- Location: Peureulak, Nanggroe Aceh Darussalam, Indonesia
- Date: 31 December 2003 10:20 p.m. (UTC+7)
- Target: New Year's Eve festival
- Attack type: Improvised explosive device
- Deaths: 10
- Injured: 45
- Perpetrators: Suspected Free Aceh Movement separatists

= 2003 Aceh New Year's Eve bombing =

Indonesian terrorist attack

The 2003 Aceh New Year's Eve bombing was a terrorist attack that occurred on 31 December 2003 in Peureulak, Nanggroe Aceh Darussalam province, Indonesia. The bombing, which occurred during a concert at a night market, killed at least 10 people, including three children, and wounded 45 others

The attack was the deadliest in Aceh since the start of hostilities between Indonesian troops and the Free Aceh Movement (GAM) on 19 May 2003. The Indonesian military blamed GAM, but GAM denied responsibility for the bombing.

==The attack==

The bomb, thought to have been triggered by a timer mechanism, detonated around 9:00 PM at a night market in the eastern town of Peureulak. According to first responders, the device had been planted beneath a stage, where three local girls were performing.

The New Year's Eve festival, attended by hundreds, was allegedly organised by the military. Of the victims, many were teenagers and children; the victims included a 1-year-old girl and a 7-year-old boy who died at the scene, as well as a 4-year-old girl who died in the hospital. Other victims included the mother of two of the children, numerous teenagers, as well as a man later identified as member of GAM. The majority of casualties were treated in Langsa general hospital, which lacked enough surgeons to operate on injured victims; they requested more doctors be sent from the provincial capital Banda Aceh and the North Sumatran city of Medan to supplement them.
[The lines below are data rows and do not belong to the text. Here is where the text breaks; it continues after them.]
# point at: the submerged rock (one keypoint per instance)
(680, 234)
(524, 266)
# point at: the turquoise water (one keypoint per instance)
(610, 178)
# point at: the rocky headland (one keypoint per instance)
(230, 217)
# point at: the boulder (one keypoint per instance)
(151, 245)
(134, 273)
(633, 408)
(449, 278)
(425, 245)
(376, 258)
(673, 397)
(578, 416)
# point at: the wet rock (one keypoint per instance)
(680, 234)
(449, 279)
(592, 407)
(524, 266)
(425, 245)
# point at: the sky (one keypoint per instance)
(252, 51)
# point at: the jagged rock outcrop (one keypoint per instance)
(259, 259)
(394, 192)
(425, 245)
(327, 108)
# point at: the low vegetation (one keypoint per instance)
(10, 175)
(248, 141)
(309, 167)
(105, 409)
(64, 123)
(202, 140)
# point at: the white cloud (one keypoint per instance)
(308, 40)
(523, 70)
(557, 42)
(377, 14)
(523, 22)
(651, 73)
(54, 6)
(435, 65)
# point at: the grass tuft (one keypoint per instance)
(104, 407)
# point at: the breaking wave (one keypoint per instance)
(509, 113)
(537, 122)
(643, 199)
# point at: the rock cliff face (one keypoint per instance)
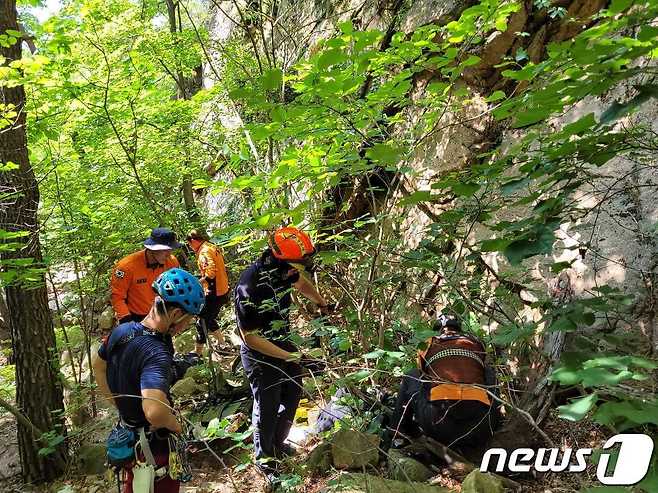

Lt. Col. Ahmad Yani Basuki of the Indonesian military described the bomb as powerful and stated that no group but GAM could have staged such an attack, describing Peureulak as a "rebel stronghold". However, a spokesman for GAM denied responsibility, stating the separatist group had never staged an attack to kill Acehnese. Due to a victim being a member of GAM, local police investigated the possibility of a suicide attack; findings were inconclusive. At the time, the Free Aceh Movement separatists had no history of targeting civilians or public bombings.